For me formidable

The Bonjour Effect

A review of The Bonjour Effect by Julie Barlow and Jean-Benoît Nadeau

Published on September 11, 2016

The key to understanding the French, according to Julie Barlow and Jean-Benoît Nadeau, authors of The Bonjour Effect: The Secret Codes of French Conversation Revealed, is to consider the gulf between communication and conversation. According to the Canadian duo, the French do not communicate; they converse. And when they do so, they may deliberately provoke controversy, they may avoid admitting they don’t know something, and they may even say no when they mean yes.

Partners in print as well as in life, Barlow and Nadeau initially set out to write a step-by-step manual on how to speak to the French. But after a year of living in Paris with their twin daughters, they decided to go deeper. The result is an astute and comprehensive interpretation of how the mores, education, and national character of the French are revealed not only by what they say, but, conversely, by what they don’t – or won’t – say.

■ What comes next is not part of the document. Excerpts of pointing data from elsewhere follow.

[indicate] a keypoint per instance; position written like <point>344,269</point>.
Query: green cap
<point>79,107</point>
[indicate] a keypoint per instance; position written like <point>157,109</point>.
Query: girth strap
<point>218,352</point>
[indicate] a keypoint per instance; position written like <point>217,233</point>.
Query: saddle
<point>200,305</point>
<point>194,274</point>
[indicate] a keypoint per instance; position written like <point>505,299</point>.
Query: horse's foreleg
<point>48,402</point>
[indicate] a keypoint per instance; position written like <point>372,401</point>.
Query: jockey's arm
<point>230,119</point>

“The French are raised to use certain buzzwords and gestures to initiate interactions, whether social or professional,” write the authors. The starting point to decoding the French language as it is spoken in France is the word bonjour, which is not so much a greeting as an acknowledgement. Forget to say bonjour and you will be exposed as being mal élevé (badly raised), as Barlow discovered one day when she was chastised by a bus driver for her omission. Bonjour, je vous en prie, and au revoir, among other phatic expressions, are to the French as automatic as I’m sorry is to Canadians.

The Bonjour Effect
The Secret Codes of French Conversation Revealed

Julie Barlow and Jean-Benoît Nadeau

St. Martin’s Press
$25.99
cloth
320pp
9781250051851

To better equip the undaunted reader, the authors have divided the book into two sections: Form (“how the French are formatted to speak” through upbringing and education) and Content (“what they like and don’t like to talk about”). Two topics important to avoid are family and money. That makes the nuances of life in France a slippery slope when approached from a North American’s perspective, for whom commonplace conversation often begins by asking a person’s name or what kind of work they do. These are questions considered to be very ill-mannered by the French.

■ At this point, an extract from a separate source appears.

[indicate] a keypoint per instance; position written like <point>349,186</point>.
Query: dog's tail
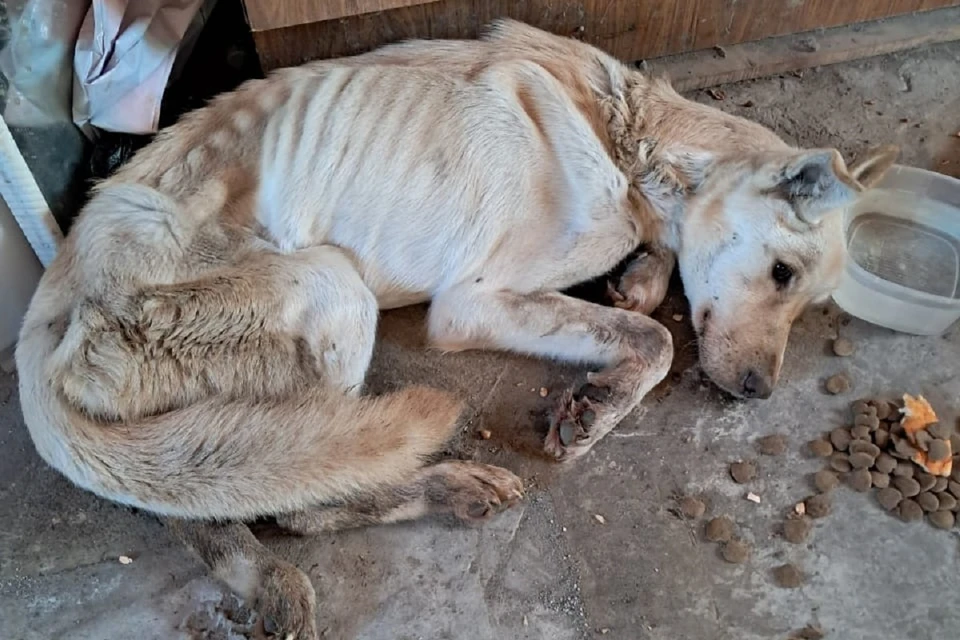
<point>231,459</point>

And yet, despite all the pitfalls and hurdles, the French hold conversation in the highest regard and long ago elevated it to an art form in the salons that flourished in the eighteenth and nineteenth centuries. In fact, Barlow believes she had a major breakthrough when she realized “it was best to think about French as a recreational sport.” Considered from that point of view, being proficient at speaking French is not nearly enough to converse in French, but understanding which topics are viable and how to address them helps.

If you have ever been confounded yet intrigued by the French (as I was while living in Provence for six months), you will find yourself devouring this book and shouting ah! every now and then. The secret codes of the language and culture are revealed as the authors wisely repeat an approach that is “more anthropological than journalistic,” a methodology they employed in their international bestseller, Sixty Million Frenchmen Can’t Be Wrong. With insight, respect, and good humour, Julie Barlow and Jean-Benoît Nadeau have written a highly readable guide to the Gallic mindset.

Gina Roitman is a Montreal author, biographer, and writing coach, whose first novel, Don’t Ask, will be published in spring 2022. She is currently logging hours on a novel based on the life of Belorussian-French artist Chaim Soutine.